Stiffening multi-stable origami tubes by outward popping of creases

Abstract

In this letter, we study the tunable stiffness and the multi-stability of corrugated tubes consisting of serially interconnected hexagonal frusta based on the Kresling origami pattern. Depending on the appropriate geometric designs, the corrugated origami tube either has straw-like behavior with an axial inversion and bending multi-stability, or has multiple axial stable states via a twisting motion. We focus on the latter category and reveal another stable “pop-up” configuration via outward popping of the valley creases. By switching among the three types of stable configurations, the corrugated tube can exhibit drastically different axial and bending stiffness. Moreover, the deformation mode can switch from twisting to inversion after the pop-up. To quantify the tunable mechanical properties, we employ an elasticity-based bar and hinge model and perform parametric studies that give insight on the relationships between geometry and mechanics.
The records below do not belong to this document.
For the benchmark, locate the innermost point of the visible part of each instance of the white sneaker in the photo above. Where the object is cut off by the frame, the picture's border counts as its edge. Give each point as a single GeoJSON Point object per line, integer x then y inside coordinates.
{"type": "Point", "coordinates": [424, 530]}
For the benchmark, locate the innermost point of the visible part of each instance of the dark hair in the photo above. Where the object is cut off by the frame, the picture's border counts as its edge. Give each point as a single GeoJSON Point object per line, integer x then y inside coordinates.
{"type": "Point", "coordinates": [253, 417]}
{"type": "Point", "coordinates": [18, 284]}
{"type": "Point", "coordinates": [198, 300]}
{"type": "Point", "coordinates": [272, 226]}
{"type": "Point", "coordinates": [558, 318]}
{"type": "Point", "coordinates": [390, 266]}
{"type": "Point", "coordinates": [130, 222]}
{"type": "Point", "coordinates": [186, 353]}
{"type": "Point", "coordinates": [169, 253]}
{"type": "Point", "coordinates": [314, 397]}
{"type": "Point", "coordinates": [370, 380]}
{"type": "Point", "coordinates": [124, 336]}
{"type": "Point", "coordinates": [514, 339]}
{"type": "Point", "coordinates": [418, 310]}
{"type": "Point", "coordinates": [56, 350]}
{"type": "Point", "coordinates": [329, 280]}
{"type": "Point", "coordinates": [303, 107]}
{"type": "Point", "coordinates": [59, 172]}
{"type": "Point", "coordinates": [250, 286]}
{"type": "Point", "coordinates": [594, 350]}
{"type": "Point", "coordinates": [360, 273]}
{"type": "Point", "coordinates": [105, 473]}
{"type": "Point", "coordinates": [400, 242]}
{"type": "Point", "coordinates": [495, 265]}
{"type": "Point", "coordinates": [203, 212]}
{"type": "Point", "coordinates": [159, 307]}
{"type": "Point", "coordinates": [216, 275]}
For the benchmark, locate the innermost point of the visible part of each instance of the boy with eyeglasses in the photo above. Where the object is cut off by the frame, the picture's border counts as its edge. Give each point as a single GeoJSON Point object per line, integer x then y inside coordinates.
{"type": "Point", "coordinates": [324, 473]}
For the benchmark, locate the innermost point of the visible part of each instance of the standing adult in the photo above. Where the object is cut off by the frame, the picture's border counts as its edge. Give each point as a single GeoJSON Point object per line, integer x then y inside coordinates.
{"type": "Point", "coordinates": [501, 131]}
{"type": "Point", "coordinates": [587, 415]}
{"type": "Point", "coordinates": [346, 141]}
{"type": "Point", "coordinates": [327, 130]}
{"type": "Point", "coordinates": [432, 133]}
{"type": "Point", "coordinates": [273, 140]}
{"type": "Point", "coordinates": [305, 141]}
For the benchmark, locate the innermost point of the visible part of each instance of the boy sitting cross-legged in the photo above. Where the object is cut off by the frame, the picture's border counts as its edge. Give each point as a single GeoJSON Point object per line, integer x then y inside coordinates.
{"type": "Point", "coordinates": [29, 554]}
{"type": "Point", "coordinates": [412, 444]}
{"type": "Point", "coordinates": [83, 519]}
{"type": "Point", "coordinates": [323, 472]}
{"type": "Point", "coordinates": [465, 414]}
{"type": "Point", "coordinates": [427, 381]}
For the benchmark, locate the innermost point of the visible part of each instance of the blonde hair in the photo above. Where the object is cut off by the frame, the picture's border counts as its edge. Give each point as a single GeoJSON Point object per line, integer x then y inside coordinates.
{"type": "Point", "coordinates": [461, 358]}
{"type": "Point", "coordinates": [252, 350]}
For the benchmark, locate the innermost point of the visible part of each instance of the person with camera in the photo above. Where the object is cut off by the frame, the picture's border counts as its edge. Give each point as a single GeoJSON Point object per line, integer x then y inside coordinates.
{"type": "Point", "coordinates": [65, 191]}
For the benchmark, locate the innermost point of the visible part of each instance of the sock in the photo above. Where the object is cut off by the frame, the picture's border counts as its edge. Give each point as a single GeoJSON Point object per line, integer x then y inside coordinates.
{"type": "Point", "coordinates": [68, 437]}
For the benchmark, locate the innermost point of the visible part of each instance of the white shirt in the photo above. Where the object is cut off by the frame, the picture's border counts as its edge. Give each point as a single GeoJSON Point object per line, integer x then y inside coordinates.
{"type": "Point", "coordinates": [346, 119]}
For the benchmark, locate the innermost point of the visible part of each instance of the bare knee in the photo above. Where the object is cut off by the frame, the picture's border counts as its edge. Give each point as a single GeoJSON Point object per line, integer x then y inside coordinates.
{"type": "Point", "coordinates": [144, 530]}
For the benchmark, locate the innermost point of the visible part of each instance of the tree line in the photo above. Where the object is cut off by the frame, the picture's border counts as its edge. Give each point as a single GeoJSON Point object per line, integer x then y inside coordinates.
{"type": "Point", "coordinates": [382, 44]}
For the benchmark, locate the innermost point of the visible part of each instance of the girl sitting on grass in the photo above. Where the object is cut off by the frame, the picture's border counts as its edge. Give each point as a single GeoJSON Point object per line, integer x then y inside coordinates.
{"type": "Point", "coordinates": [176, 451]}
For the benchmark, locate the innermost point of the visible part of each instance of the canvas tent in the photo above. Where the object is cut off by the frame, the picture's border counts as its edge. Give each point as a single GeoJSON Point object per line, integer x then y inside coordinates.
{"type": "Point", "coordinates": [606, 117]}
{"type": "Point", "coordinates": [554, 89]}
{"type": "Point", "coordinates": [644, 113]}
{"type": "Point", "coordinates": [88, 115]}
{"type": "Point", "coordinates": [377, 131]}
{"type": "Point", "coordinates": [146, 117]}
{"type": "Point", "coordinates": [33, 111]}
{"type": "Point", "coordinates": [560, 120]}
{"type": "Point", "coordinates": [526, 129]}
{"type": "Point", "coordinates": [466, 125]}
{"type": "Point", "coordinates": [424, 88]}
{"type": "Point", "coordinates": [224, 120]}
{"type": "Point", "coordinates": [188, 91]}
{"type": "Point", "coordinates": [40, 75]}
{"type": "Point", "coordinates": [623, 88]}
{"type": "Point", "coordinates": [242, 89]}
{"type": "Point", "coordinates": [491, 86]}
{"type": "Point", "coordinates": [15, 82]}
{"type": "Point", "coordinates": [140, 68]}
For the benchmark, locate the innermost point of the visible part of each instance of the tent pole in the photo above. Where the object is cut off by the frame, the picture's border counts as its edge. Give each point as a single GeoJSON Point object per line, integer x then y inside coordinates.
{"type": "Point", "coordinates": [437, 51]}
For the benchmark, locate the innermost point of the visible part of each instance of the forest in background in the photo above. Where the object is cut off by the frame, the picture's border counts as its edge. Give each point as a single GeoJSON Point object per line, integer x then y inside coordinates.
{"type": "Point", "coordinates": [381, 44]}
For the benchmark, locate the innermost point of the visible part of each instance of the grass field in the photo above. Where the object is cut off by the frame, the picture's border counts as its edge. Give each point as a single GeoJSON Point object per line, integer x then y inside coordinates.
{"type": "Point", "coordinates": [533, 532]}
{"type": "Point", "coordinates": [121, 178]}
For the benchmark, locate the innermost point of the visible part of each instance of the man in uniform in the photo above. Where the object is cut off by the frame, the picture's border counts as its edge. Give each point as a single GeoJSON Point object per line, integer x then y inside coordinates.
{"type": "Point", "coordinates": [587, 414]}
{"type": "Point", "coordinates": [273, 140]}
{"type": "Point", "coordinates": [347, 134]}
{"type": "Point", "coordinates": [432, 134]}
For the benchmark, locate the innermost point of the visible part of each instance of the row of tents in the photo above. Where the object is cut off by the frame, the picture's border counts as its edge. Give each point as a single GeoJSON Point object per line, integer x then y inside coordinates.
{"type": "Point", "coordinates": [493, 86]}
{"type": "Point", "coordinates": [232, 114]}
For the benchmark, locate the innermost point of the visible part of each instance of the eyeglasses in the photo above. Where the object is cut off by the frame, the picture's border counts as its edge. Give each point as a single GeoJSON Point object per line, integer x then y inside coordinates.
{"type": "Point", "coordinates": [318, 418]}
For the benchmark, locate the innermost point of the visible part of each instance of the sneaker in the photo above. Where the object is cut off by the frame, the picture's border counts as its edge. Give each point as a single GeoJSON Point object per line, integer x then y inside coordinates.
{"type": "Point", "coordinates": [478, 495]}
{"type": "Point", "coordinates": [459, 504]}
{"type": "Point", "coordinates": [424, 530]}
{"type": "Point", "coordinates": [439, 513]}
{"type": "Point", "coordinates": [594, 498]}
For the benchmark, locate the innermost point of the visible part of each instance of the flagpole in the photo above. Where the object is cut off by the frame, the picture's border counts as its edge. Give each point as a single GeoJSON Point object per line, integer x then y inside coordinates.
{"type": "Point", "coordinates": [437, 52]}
The results suggest that designs with a higher initial twisting angle and a lower initial slope will provide more significant stiffness and shape tuning, and that for specific designs the frustum stiffness can be increased by four orders of magnitude after pop-up. To validate the numerical results, we fabricate proof-of-concept origami frusta and corrugated tubes. These prototypes demonstrate the desired multi-stable behavior, the tunable stiffness, and mode switching deformations. These corrugated origami tubes have potential applications including mechanical devices of tunable properties, deployable structures, reconfigurable robotic components, and more.